Sie blieben lange schweigend. Dann bat sie: »Erzähle mir von dir.« Aber da er wegließ, was er empfand, und nur von dem sprach, was er gesehen hatte, so wurde seine Erzählung dürftig und kurz. Vielleicht wäre er im Stande gewesen, mit weit mehr Farbe zu berichten, auch war es ihm klar, daß sein Leben in manchem Betracht nicht zu den gewöhnlichen zählen könne; dennoch verabsäumte oder verschmähte er, etwas Besonderes daraus zu machen. Auch dieser Frau gegenüber fehlte es ihm an allem Willen, sich selbst ins Licht zu setzen, sie zu bestechen, zu gewinnen. Wohl fühlte er, daß Frau Gontard etwas Anderes sei und daß sie es besser mit ihm meine als die Frauen, die ihn bis heute besessen hatten. Doch auch sie war keine von denen, die, wie sein Blut träumte, wahrhaft den Preis und Wert des Lebens bildeten.

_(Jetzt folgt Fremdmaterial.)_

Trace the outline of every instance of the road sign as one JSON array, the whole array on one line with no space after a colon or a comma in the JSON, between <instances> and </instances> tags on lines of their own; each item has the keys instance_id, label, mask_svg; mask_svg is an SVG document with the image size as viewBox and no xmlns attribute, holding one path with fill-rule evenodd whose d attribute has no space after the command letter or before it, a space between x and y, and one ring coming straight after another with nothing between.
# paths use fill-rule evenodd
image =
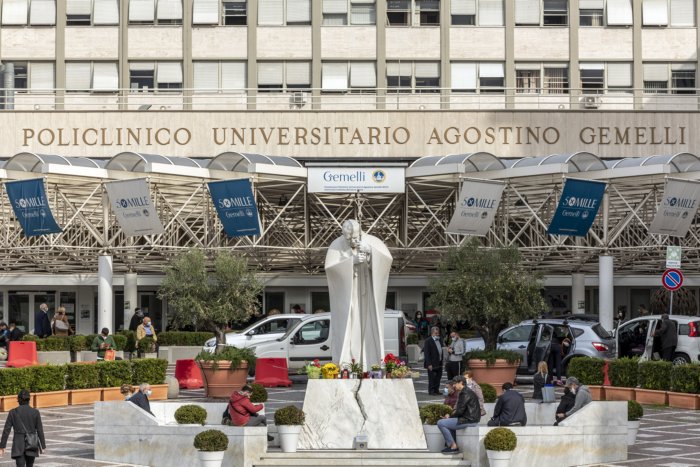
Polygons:
<instances>
[{"instance_id":1,"label":"road sign","mask_svg":"<svg viewBox=\"0 0 700 467\"><path fill-rule=\"evenodd\" d=\"M683 273L678 269L666 269L661 276L661 283L667 290L678 290L683 285Z\"/></svg>"}]
</instances>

Niemals würde er freiwillig, ganz aus sich heraus, an diese Frau gedacht haben.

Dennoch taute etwas auf in ihm, wie er sie so mit Güte reden hörte und in ihre freundlichen und belebten Züge sah; und sein Mitleid, jenes Mitleid, das stets in ihm bereit lag, begann sich auf seine eigene Person zu wenden.

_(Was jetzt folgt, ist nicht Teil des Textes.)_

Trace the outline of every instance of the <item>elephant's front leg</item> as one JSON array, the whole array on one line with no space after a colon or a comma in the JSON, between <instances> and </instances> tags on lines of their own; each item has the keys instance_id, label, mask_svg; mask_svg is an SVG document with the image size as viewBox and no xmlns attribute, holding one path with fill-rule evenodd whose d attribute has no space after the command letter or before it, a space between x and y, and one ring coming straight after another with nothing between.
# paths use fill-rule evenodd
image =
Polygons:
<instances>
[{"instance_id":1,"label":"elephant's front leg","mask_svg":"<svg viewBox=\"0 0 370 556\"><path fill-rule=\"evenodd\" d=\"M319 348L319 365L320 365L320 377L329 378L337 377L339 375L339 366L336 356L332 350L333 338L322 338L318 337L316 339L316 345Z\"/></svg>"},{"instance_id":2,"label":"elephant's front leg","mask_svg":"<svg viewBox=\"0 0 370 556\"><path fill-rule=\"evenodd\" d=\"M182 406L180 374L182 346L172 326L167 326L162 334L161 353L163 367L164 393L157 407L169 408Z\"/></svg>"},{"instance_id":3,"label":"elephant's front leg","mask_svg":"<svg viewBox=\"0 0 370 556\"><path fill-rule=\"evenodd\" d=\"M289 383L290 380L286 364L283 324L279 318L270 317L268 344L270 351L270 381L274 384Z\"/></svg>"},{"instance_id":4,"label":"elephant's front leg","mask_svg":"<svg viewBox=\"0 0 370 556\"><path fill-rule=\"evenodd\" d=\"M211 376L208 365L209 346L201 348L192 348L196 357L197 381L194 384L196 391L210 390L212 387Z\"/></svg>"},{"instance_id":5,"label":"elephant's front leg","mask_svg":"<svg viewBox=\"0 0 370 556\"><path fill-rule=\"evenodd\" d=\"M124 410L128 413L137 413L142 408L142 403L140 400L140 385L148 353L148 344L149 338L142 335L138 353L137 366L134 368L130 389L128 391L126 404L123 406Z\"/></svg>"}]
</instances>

Frau Gontard war keineswegs enttäuscht von dem, was sie vernommen hatte, und sie war lebhaften Geistes genug, selbst etwas daraus zu machen, wenn es an und für sich zu wenig schien. Sie dachte über Matthias nach und verwandelte sich in die Menschen seiner Erzählung, und das Herz wurde ihr groß in der Brust. Sie wußte Matthias Dank für diese Empfindungen, die er ihr verschaffte, und sie gewann ihn aufrichtig lieb in diesen Minuten, selbständig und ohne daß er viel hätte dazutun müssen. Die hellen Augen ihres blassen und scharfzügigen Gesichtes sahen aufmerksam auf eine Stelle der Teedecke nieder, sie hielt Matthias' weiche, kühle Hand in ihrer festen und warmen und sagte von Zeit zu Zeit: »Ein armer, lieber Junge …« Matthias spürte einen schönen, süßen Schmerz in der Brust; er lehnte mit geschlossenen Augen den Kopf fester gegen das Rückenpolster des Sessels.